In the terms of ecological significance, a survey declared Andhra Pradesh to be the fifth largest state in India adhering to the factor of ecological importance. Moreover, this state has the longest coastline that stretches over 1000 Kms. The state has two mighty river systems of Krishna and Godavari. The state has wide and different vegetation types enriched by a diversity of flora and fauna. Andhra Pradesh is located strategically in the central region of the Indian sub-continent and thus has representatives of the magnificent Indian plant and animal life. Its varied countryside ranges from the hills of Eastern Ghats and Nallamallas to the shoreline of Bay of Bengal and thus supports speckled ecotypes, which again supports a rich diversity of flora and fauna. The forest in the state can largely be divided into four major biotic provinces.
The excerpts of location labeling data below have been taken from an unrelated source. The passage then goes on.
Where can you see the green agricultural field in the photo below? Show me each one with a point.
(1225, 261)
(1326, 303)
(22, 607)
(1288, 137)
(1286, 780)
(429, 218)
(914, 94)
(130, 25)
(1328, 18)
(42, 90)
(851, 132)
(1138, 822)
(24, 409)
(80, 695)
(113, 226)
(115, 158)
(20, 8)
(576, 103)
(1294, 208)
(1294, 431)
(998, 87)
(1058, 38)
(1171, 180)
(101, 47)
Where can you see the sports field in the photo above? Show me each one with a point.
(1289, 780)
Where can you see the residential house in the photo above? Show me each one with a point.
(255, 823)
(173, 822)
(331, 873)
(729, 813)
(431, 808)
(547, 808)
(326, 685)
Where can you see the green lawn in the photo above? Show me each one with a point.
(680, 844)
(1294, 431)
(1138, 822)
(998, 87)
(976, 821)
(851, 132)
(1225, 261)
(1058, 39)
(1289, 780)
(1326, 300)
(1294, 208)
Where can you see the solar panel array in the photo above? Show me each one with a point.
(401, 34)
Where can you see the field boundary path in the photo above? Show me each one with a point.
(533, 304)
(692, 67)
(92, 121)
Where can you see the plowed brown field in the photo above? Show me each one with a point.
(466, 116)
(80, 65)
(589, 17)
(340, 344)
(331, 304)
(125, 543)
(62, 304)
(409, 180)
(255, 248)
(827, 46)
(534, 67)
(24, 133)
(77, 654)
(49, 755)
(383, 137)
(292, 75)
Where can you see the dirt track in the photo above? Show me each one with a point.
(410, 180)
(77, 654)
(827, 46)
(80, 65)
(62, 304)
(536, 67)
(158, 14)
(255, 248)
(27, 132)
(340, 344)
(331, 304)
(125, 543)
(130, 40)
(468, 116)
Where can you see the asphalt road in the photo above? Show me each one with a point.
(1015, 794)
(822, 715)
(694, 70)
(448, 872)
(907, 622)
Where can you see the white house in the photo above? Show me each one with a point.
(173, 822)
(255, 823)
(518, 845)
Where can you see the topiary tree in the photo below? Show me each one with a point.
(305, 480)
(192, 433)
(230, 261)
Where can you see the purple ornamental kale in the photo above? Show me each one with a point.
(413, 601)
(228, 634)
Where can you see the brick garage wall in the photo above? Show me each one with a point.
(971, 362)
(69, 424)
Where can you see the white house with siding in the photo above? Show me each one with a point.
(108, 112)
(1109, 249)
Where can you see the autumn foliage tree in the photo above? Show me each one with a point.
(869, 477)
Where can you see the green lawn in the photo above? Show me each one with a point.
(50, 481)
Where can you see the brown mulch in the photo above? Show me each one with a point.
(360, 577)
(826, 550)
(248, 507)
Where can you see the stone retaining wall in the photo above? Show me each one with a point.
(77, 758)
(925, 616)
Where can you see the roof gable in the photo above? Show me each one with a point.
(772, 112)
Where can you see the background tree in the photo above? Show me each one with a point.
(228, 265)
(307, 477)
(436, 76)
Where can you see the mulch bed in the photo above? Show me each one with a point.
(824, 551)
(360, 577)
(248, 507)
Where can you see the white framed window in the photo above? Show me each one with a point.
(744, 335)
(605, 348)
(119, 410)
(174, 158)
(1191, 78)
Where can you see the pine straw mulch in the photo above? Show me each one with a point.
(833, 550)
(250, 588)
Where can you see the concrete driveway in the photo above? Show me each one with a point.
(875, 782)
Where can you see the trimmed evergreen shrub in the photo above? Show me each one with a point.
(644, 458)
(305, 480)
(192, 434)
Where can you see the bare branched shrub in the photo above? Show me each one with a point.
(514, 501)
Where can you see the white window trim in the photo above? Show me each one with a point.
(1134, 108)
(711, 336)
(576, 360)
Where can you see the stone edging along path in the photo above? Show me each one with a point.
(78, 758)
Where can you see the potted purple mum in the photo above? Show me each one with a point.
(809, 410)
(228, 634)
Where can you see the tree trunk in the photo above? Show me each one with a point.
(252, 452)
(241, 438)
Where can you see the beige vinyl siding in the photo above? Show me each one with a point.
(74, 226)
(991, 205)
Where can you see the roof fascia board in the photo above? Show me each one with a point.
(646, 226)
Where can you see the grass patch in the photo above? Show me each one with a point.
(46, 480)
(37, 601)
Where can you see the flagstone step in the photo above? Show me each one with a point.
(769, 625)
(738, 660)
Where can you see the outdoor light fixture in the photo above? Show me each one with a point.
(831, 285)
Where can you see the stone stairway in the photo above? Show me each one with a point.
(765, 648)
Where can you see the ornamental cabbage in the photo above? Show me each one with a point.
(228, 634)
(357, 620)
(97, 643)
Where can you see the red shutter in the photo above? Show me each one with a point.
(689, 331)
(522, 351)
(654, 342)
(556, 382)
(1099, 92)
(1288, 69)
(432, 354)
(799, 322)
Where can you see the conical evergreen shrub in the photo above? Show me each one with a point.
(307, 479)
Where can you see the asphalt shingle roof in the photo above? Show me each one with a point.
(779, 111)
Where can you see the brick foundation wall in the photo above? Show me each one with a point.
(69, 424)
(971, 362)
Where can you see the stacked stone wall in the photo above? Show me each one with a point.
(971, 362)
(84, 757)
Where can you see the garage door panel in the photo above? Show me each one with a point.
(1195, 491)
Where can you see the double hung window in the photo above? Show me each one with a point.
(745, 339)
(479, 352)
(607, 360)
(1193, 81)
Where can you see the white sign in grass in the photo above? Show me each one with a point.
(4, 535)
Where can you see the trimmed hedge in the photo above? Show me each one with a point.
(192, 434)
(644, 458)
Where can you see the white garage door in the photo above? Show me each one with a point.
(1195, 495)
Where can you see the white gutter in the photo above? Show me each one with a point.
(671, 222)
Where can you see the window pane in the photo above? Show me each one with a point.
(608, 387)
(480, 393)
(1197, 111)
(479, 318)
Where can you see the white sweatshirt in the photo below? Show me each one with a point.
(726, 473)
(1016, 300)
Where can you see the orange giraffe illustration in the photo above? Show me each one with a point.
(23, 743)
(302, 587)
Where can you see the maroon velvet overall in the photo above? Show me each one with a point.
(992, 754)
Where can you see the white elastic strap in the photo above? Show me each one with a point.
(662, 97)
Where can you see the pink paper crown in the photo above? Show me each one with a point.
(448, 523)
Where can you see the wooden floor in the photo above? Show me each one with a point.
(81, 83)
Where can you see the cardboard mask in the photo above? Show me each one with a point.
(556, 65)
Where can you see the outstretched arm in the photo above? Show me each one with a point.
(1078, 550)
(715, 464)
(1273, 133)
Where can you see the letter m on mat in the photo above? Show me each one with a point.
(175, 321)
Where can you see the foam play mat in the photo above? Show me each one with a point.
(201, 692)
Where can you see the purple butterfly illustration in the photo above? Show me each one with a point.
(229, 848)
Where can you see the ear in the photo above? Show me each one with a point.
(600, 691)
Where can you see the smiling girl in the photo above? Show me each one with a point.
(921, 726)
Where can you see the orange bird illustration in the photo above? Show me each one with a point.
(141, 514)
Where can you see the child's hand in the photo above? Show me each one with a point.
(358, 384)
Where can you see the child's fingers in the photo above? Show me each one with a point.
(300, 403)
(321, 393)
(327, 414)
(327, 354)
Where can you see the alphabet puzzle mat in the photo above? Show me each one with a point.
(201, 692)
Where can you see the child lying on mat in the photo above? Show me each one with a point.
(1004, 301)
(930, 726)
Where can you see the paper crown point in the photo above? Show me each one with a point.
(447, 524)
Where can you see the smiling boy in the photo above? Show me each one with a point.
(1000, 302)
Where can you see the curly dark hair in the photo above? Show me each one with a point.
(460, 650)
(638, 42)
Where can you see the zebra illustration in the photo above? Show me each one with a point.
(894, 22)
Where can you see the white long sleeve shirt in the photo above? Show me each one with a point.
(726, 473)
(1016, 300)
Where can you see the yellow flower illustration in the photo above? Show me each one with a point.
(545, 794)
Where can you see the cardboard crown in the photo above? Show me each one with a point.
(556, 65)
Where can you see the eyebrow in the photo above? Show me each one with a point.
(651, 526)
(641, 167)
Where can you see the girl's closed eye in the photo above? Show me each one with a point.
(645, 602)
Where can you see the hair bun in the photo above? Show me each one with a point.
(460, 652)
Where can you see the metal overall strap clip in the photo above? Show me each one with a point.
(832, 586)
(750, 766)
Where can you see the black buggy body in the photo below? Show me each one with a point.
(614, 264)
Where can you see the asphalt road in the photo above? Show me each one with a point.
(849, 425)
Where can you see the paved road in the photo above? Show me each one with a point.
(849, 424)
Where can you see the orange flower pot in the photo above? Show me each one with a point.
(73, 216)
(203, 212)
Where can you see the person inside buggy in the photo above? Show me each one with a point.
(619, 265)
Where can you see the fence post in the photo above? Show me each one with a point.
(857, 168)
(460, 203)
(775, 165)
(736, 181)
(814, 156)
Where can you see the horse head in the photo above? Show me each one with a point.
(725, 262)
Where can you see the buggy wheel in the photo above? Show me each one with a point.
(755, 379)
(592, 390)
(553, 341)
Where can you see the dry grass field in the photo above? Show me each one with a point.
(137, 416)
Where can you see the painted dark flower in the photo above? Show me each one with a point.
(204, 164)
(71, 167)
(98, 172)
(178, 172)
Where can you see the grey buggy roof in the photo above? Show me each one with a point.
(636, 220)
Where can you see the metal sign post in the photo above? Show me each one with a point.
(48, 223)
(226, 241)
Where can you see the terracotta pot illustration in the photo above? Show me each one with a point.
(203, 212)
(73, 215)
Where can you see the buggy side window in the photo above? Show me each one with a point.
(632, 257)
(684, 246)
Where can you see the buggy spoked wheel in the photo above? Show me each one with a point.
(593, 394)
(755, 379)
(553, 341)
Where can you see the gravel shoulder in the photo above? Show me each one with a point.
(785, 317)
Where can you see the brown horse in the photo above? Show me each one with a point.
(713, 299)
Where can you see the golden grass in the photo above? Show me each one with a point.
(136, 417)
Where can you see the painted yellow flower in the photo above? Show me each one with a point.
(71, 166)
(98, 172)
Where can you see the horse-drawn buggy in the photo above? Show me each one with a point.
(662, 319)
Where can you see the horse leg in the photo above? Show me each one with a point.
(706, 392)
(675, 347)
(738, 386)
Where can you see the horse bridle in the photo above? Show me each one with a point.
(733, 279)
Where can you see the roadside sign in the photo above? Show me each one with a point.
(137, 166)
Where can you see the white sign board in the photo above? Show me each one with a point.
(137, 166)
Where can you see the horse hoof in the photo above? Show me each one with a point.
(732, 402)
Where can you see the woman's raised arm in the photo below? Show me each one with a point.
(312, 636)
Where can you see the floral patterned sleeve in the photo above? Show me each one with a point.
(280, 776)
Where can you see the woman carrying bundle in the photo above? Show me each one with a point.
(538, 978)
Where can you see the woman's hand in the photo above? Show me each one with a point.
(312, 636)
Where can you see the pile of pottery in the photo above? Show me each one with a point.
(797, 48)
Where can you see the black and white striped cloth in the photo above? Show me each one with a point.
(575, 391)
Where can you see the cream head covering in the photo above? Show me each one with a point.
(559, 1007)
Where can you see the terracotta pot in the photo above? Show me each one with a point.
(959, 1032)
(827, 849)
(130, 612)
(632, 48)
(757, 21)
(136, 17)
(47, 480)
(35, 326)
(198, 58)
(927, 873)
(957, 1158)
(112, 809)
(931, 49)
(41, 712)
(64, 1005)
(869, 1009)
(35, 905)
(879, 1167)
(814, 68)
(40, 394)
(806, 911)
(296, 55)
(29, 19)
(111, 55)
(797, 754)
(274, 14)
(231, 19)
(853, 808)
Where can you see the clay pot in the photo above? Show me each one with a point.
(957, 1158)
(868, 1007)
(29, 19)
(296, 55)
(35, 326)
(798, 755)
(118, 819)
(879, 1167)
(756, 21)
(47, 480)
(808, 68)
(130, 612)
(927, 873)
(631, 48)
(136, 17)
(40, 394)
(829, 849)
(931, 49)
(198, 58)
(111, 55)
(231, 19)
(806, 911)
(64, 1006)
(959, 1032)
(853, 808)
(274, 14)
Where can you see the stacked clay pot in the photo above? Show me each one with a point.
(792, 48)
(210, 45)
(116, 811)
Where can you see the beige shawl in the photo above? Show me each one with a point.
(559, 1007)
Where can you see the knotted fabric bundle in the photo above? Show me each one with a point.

The ecological effect of the Godavari River in various regions is as follows
Deccan Plateau - 53 %
Eastern Highland - 11 %
Central Plateau - 35 %
East Coastal Plains - 1 %
The vegetation found in the state is largely made of dry deciduous style with a mixture of precious trees like Teak, Dalbergias, Pterocarpus, Terminalias, Anogeissus and so on. The hills of Eastern Ghats add highly to the biological diversity and provide centers of endemism for plants, birds and lower forms of animal life. The varied environment harbors a assortment of fauna, including tiger, panther, sambar, wolf, cheetal, wild dog, chowsingha, black buck, hyena, sloth bear, nilgai, gaur, chinkara and a number of birds and reptiles. The long sea coast offers the inhabiting place for sea turtles, the back water of Pulicat lake are the feeding and breeding grounds for flamingo and grey pelican, the estuaries of river Godavari and Krishna initiates the growth of rich mangrove forests with fishing cat and otters as key stone species.
The Godavari river basin also possesses of some exceptional and endemic plants like Cycas beddomei, Terminalia pallida, Syzygium alternifolium, Pterocarpus santalinus, Shorea talura, Psilotum nudam, Shorea tumburgia and so on. Similarly the double banded or the jerdon's courser, the slender loris, the golden gecko are rare and dying out inhabiting the basin.
Andhra Pradesh has a total network of 22 Sanctuaries and 4 National Parks encompassing an area of 12,579.205 Sq. Kms. or 4.57 % of the geographical area of the entire basin. The states lying in this basin are rich in forests and diverse flora and fauna thus providing ample capacity for promoting eco-tourism. The natural beauty of the state has not been exposed to the visitors till now. The government has taken up the plan to open up the Protected Area Network of the State for all the visitors. Each of the Wildlife Sanctuary and National Park of the state has its own significance and has something unique for the visitors.